Immunofluorescence assay
The mice were sacrificed, and small intestine
tissues were harvested, and fixed overnight with 4%
paraformaldehyde. The fixed tissues were paraffin embedded and 5 µm
sections were cut and mounted onto slides. For insulin detection,
the sections were rehydrated by bathing 3 times each in xylenes
followed by isopropyl alcohol.
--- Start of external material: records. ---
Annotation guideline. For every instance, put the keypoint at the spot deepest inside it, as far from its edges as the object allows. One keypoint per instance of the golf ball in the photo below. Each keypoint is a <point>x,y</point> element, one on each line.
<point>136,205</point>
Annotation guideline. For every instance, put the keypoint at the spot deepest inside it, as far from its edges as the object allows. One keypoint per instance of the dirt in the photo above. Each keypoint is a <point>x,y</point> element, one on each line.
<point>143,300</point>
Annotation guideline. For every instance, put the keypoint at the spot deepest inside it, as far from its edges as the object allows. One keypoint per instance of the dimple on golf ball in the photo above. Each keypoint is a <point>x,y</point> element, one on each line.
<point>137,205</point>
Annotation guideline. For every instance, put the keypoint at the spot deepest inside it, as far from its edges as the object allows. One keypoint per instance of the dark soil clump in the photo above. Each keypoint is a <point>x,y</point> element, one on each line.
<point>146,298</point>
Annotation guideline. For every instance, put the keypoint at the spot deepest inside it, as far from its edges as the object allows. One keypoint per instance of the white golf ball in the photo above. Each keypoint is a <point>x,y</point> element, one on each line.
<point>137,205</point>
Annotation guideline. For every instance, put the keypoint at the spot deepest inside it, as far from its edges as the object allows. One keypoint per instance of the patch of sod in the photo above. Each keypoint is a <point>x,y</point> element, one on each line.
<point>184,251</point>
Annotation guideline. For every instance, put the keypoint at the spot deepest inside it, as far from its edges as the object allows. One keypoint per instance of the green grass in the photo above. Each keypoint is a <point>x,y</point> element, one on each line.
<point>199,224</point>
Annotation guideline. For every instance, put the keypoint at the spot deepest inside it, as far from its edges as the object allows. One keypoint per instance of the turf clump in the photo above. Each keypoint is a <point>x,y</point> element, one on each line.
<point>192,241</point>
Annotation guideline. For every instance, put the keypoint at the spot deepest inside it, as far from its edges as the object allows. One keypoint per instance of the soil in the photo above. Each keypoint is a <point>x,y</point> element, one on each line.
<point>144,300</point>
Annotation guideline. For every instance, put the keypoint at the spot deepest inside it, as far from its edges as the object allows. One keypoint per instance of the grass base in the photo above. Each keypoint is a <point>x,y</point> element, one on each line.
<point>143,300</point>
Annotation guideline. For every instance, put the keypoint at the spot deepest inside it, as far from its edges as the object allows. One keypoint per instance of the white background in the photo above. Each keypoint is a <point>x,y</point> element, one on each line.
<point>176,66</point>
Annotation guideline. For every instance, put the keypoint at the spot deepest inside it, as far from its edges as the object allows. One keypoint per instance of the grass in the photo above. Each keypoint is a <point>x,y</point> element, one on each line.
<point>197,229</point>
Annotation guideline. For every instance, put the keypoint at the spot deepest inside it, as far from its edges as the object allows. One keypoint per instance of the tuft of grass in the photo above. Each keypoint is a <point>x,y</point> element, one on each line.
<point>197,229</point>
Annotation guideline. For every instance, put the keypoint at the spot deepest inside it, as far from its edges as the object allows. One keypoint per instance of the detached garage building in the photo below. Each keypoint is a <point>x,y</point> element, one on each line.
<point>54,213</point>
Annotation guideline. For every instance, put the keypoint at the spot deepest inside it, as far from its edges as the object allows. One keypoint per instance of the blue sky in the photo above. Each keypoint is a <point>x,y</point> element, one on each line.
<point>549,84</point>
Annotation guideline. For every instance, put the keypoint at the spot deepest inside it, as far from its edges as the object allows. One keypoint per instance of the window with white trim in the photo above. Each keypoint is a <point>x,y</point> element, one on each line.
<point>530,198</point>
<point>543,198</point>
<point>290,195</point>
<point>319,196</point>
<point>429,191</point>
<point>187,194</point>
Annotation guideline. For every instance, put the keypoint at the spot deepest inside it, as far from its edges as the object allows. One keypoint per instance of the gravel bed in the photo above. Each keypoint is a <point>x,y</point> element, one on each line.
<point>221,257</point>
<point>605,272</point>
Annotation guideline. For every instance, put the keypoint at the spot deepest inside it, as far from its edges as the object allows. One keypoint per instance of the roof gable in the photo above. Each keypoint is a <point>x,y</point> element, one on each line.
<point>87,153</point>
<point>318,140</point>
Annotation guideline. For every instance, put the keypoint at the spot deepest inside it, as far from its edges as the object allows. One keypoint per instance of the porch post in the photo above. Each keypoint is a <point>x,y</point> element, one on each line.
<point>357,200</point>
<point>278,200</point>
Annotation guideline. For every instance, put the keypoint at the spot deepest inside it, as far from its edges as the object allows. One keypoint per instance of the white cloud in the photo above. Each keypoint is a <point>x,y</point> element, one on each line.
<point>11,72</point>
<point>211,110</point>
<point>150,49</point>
Slides were then rinsed in distilled
water. Antigen retrieval was performed with heated 10 mM sodium
citrate buffer, pH 6.0. A hydrophobic pen was used to outline the
tissue. Tissue was blocked with PBS containing 5% BSA (Sangon
Biotech Co., Ltd.) and 0.05% Tween-20 for 30 min at room
temperature. Mouse anti-6-histidine (1:500; cat. no. MA1-21315;
Thermo Fisher Scientific, Inc.) or anti-insulin antibodies (1:250;
cat. no. sc9168; Santa Cruz Biotechnology, Inc., Dallas, TX, USA)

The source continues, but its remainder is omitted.